When I applied to the Early Years Education pathway on Step Forward, I didn’t really know what it meant to be an “Early Years Apprentice”. I knew the general facts and figures but what I really wanted to know was what I would be doing on a daily basis! So I’ve decided to write this blog post describing an average (but not boring!) day in the life of an apprentice Early Years Educator…
Reminder: It’s important to remember that because I will be describing my average day, things may be done a little differently in other early year’s settings!
My official title is “apprentice practitioner”. A practitioner is essentially a teacher for 0-5 year olds, and the main responsibilities will include: caring for the children (supervising their play, changing nappies, etc); observing and recording the developmental progress of a few specific children (otherwise known as key children); and just generally keeping them safe! I know this can sound like a lot to do, but these responsibilities will be introduced gradually rather than all on your first day, and you will also have the support of your peers and mentor back at Step Forward!
So back to me… Depending on my hours, I will get up at 6.20am to get to work for 7.45am; I used to hate the early starts but now I quite enjoy them…once I’m out of bed! When I get to the nursery, I will have 15 minutes to set up, check that the nursery is safe for the children and prepare myself mentally for the day before any children arrive at 8am.
Normally there will only be a few children that arrive before 9am, so I basically just keep them occupied until breakfast at half 8. As more children arrive, I will supervise them during free play (they choose what they play with) until 10am when they sit down for circle time. Circle time is when the children will sit (hopefully quietly) and listen to a short story, then sing some nursery rhymes and maybe do some games to teach them letters/numbers/shapes/colours. I used to hate doing circle time because I was embarrassed of singing in front of my colleagues but I quickly realised that no-one really cares!

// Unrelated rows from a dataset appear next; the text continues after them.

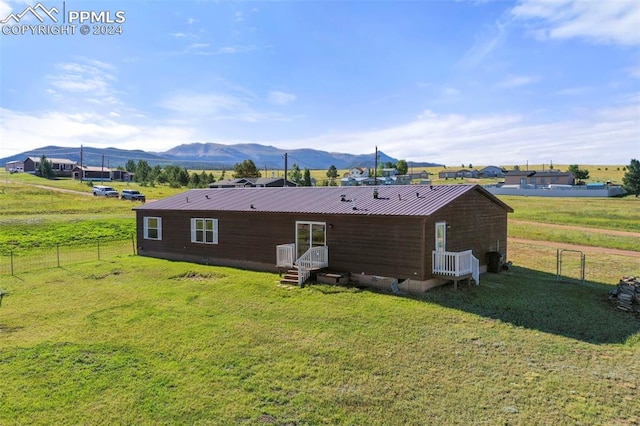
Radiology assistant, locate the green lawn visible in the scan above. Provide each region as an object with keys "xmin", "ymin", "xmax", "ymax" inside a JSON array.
[
  {"xmin": 1, "ymin": 166, "xmax": 639, "ymax": 424},
  {"xmin": 1, "ymin": 252, "xmax": 639, "ymax": 425}
]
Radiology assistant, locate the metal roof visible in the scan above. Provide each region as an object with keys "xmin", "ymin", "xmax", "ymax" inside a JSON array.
[{"xmin": 136, "ymin": 184, "xmax": 513, "ymax": 216}]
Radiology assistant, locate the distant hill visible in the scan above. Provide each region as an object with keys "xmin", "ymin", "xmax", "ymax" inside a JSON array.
[{"xmin": 1, "ymin": 143, "xmax": 442, "ymax": 170}]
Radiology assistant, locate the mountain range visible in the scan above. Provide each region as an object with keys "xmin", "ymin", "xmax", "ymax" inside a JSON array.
[{"xmin": 1, "ymin": 143, "xmax": 441, "ymax": 170}]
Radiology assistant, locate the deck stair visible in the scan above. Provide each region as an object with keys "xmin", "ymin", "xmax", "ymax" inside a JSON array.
[
  {"xmin": 276, "ymin": 245, "xmax": 329, "ymax": 287},
  {"xmin": 280, "ymin": 266, "xmax": 301, "ymax": 285}
]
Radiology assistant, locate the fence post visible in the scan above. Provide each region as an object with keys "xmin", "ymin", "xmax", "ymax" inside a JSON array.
[
  {"xmin": 97, "ymin": 240, "xmax": 101, "ymax": 260},
  {"xmin": 10, "ymin": 250, "xmax": 14, "ymax": 276},
  {"xmin": 57, "ymin": 243, "xmax": 60, "ymax": 268}
]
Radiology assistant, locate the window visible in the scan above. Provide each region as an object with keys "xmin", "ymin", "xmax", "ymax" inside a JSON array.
[
  {"xmin": 191, "ymin": 218, "xmax": 218, "ymax": 244},
  {"xmin": 144, "ymin": 217, "xmax": 162, "ymax": 240},
  {"xmin": 296, "ymin": 221, "xmax": 325, "ymax": 258}
]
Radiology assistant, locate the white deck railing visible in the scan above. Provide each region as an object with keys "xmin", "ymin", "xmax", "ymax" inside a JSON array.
[
  {"xmin": 276, "ymin": 244, "xmax": 329, "ymax": 286},
  {"xmin": 433, "ymin": 250, "xmax": 479, "ymax": 284},
  {"xmin": 296, "ymin": 246, "xmax": 328, "ymax": 286},
  {"xmin": 276, "ymin": 243, "xmax": 296, "ymax": 268}
]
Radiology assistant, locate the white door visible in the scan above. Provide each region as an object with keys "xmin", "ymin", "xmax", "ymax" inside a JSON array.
[{"xmin": 435, "ymin": 222, "xmax": 447, "ymax": 252}]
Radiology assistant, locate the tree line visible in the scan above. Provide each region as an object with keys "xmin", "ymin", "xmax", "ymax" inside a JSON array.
[{"xmin": 33, "ymin": 154, "xmax": 640, "ymax": 196}]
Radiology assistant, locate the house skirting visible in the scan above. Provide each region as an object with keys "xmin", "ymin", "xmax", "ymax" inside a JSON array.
[
  {"xmin": 350, "ymin": 273, "xmax": 451, "ymax": 293},
  {"xmin": 137, "ymin": 250, "xmax": 280, "ymax": 274}
]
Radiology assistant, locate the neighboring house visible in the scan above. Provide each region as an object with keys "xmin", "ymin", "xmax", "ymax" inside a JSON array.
[
  {"xmin": 407, "ymin": 170, "xmax": 430, "ymax": 180},
  {"xmin": 340, "ymin": 176, "xmax": 383, "ymax": 186},
  {"xmin": 209, "ymin": 177, "xmax": 297, "ymax": 188},
  {"xmin": 135, "ymin": 184, "xmax": 513, "ymax": 293},
  {"xmin": 438, "ymin": 169, "xmax": 479, "ymax": 179},
  {"xmin": 504, "ymin": 170, "xmax": 575, "ymax": 187},
  {"xmin": 5, "ymin": 160, "xmax": 24, "ymax": 173},
  {"xmin": 478, "ymin": 166, "xmax": 505, "ymax": 178},
  {"xmin": 381, "ymin": 168, "xmax": 398, "ymax": 178},
  {"xmin": 71, "ymin": 165, "xmax": 112, "ymax": 181},
  {"xmin": 346, "ymin": 167, "xmax": 369, "ymax": 178},
  {"xmin": 112, "ymin": 170, "xmax": 134, "ymax": 182},
  {"xmin": 23, "ymin": 157, "xmax": 77, "ymax": 177}
]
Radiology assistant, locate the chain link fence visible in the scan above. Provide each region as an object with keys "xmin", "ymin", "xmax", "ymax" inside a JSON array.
[{"xmin": 0, "ymin": 236, "xmax": 137, "ymax": 276}]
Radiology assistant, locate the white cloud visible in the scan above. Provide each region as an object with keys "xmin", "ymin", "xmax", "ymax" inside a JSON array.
[
  {"xmin": 264, "ymin": 105, "xmax": 639, "ymax": 166},
  {"xmin": 0, "ymin": 108, "xmax": 195, "ymax": 157},
  {"xmin": 46, "ymin": 61, "xmax": 117, "ymax": 96},
  {"xmin": 2, "ymin": 103, "xmax": 637, "ymax": 165},
  {"xmin": 498, "ymin": 75, "xmax": 539, "ymax": 88},
  {"xmin": 268, "ymin": 91, "xmax": 296, "ymax": 105},
  {"xmin": 512, "ymin": 0, "xmax": 640, "ymax": 46},
  {"xmin": 627, "ymin": 65, "xmax": 640, "ymax": 79},
  {"xmin": 159, "ymin": 93, "xmax": 249, "ymax": 116},
  {"xmin": 158, "ymin": 91, "xmax": 293, "ymax": 123},
  {"xmin": 553, "ymin": 86, "xmax": 591, "ymax": 96},
  {"xmin": 187, "ymin": 42, "xmax": 210, "ymax": 50},
  {"xmin": 461, "ymin": 13, "xmax": 510, "ymax": 67}
]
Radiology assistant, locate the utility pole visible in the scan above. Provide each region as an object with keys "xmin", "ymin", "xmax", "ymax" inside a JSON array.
[
  {"xmin": 283, "ymin": 153, "xmax": 288, "ymax": 187},
  {"xmin": 80, "ymin": 145, "xmax": 83, "ymax": 182},
  {"xmin": 374, "ymin": 146, "xmax": 378, "ymax": 186},
  {"xmin": 101, "ymin": 153, "xmax": 105, "ymax": 184}
]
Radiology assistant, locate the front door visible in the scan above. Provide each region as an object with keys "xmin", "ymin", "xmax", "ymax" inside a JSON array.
[
  {"xmin": 434, "ymin": 221, "xmax": 447, "ymax": 272},
  {"xmin": 435, "ymin": 221, "xmax": 447, "ymax": 252},
  {"xmin": 296, "ymin": 221, "xmax": 326, "ymax": 259}
]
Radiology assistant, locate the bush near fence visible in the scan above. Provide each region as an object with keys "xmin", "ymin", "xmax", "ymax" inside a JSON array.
[{"xmin": 0, "ymin": 237, "xmax": 136, "ymax": 276}]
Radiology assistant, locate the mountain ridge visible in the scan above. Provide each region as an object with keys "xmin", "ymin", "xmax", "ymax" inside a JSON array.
[{"xmin": 1, "ymin": 143, "xmax": 442, "ymax": 170}]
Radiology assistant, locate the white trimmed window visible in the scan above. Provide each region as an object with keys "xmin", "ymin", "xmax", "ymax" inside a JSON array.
[
  {"xmin": 191, "ymin": 218, "xmax": 218, "ymax": 244},
  {"xmin": 144, "ymin": 217, "xmax": 162, "ymax": 240}
]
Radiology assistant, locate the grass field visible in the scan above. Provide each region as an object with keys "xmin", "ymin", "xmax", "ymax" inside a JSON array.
[
  {"xmin": 1, "ymin": 252, "xmax": 639, "ymax": 425},
  {"xmin": 0, "ymin": 167, "xmax": 638, "ymax": 424}
]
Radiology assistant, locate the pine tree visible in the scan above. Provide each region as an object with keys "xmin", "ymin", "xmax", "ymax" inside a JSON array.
[{"xmin": 622, "ymin": 159, "xmax": 640, "ymax": 197}]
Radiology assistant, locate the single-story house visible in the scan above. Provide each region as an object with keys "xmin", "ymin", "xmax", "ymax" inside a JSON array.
[
  {"xmin": 478, "ymin": 166, "xmax": 505, "ymax": 178},
  {"xmin": 134, "ymin": 184, "xmax": 513, "ymax": 293},
  {"xmin": 504, "ymin": 170, "xmax": 575, "ymax": 187},
  {"xmin": 112, "ymin": 170, "xmax": 134, "ymax": 182},
  {"xmin": 341, "ymin": 176, "xmax": 384, "ymax": 186},
  {"xmin": 406, "ymin": 170, "xmax": 430, "ymax": 180},
  {"xmin": 23, "ymin": 157, "xmax": 77, "ymax": 177},
  {"xmin": 210, "ymin": 177, "xmax": 297, "ymax": 188},
  {"xmin": 344, "ymin": 167, "xmax": 370, "ymax": 178},
  {"xmin": 438, "ymin": 169, "xmax": 479, "ymax": 179},
  {"xmin": 5, "ymin": 160, "xmax": 24, "ymax": 173},
  {"xmin": 71, "ymin": 165, "xmax": 112, "ymax": 181}
]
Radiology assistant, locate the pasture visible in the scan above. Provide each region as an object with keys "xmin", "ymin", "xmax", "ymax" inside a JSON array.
[{"xmin": 0, "ymin": 169, "xmax": 639, "ymax": 424}]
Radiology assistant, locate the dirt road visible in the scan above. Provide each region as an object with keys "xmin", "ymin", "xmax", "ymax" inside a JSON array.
[
  {"xmin": 509, "ymin": 237, "xmax": 640, "ymax": 258},
  {"xmin": 510, "ymin": 219, "xmax": 640, "ymax": 238}
]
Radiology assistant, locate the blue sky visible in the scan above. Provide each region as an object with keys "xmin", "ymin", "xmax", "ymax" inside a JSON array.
[{"xmin": 1, "ymin": 0, "xmax": 638, "ymax": 167}]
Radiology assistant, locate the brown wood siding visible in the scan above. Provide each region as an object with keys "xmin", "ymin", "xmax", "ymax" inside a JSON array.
[
  {"xmin": 325, "ymin": 216, "xmax": 426, "ymax": 280},
  {"xmin": 136, "ymin": 188, "xmax": 509, "ymax": 280},
  {"xmin": 426, "ymin": 190, "xmax": 508, "ymax": 272},
  {"xmin": 137, "ymin": 210, "xmax": 428, "ymax": 279}
]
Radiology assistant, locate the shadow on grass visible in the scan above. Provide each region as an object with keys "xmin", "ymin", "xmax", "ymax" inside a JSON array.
[{"xmin": 418, "ymin": 266, "xmax": 640, "ymax": 345}]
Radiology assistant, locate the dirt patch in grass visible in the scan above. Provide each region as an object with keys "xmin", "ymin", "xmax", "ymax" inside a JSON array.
[
  {"xmin": 169, "ymin": 271, "xmax": 226, "ymax": 281},
  {"xmin": 85, "ymin": 269, "xmax": 125, "ymax": 280}
]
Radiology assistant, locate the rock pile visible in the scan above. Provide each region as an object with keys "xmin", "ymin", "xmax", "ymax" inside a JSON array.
[{"xmin": 609, "ymin": 277, "xmax": 640, "ymax": 313}]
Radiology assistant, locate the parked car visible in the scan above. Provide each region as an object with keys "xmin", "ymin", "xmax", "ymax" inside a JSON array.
[
  {"xmin": 92, "ymin": 185, "xmax": 119, "ymax": 197},
  {"xmin": 121, "ymin": 189, "xmax": 146, "ymax": 202}
]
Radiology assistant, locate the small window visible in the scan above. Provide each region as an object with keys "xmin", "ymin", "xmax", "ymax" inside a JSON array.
[
  {"xmin": 191, "ymin": 218, "xmax": 218, "ymax": 244},
  {"xmin": 144, "ymin": 217, "xmax": 162, "ymax": 240}
]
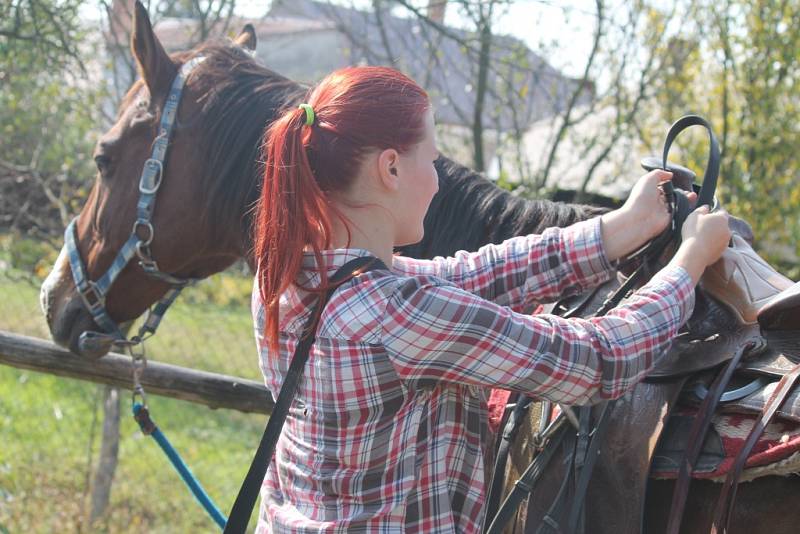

Between 10am and 12pm, I supervise snack time and then carry out (or help with) one of the planned activities. These activities normally follow a theme, such as Easter, and can range from painting to making cards. As my setting will only have about 10 children each day, I can really get involved in the activities and ask them questions about what they’re doing or learning – this is one of my favourite parts of my job; interacting with the children! After the activity, they will go outside to play until lunch time and I will do my best to keep the peace – it turns out that small children aren’t great at sharing!
Lunch time can get quite hectic as we have to supervise the older children eating whilst feeding the babies! As each child finishes, we take them to the toilet/change their nappy, brush their teeth and change their clothes before putting them down for their nap. Luckily, every child in the nursery takes a nap which means that we have about an hour and a half to clean the classroom, toilets and kitchen as well as have our lunch break. Not every setting will ask you to help with the cleaning, but my setting doesn’t employ a cleaner so that’s one of my responsibilities – yay! Everyone will use their lunch break differently, but during mine I usually write up some observations, eat my food and just try to remember life outside the nursery!
The children wake up at half 2, so between 2.30-4pm I will do circle time and play with the children until snack time. Parents will normally arrive between 4.30 and 6pm, so the children will play in the classroom as they wait for their parents to arrive. Although the nursery closes at 6, I usually finish work at half 4 so I will head home to watch some Netflix and do some coursework.
So that’s the end of a normal day at work! Even though I had never planned to work with children, and my friends still tell me they can’t imagine me working in a nursery, I really love my job! Although it can be busy and stressful, I do get a lot of cuddles from the babies so it’s not all bad! Like I said, each setting will do things a little differently but I hope this post helped you understand a bit more about the Early Years Education pathway, and hopefully convinced you to apply!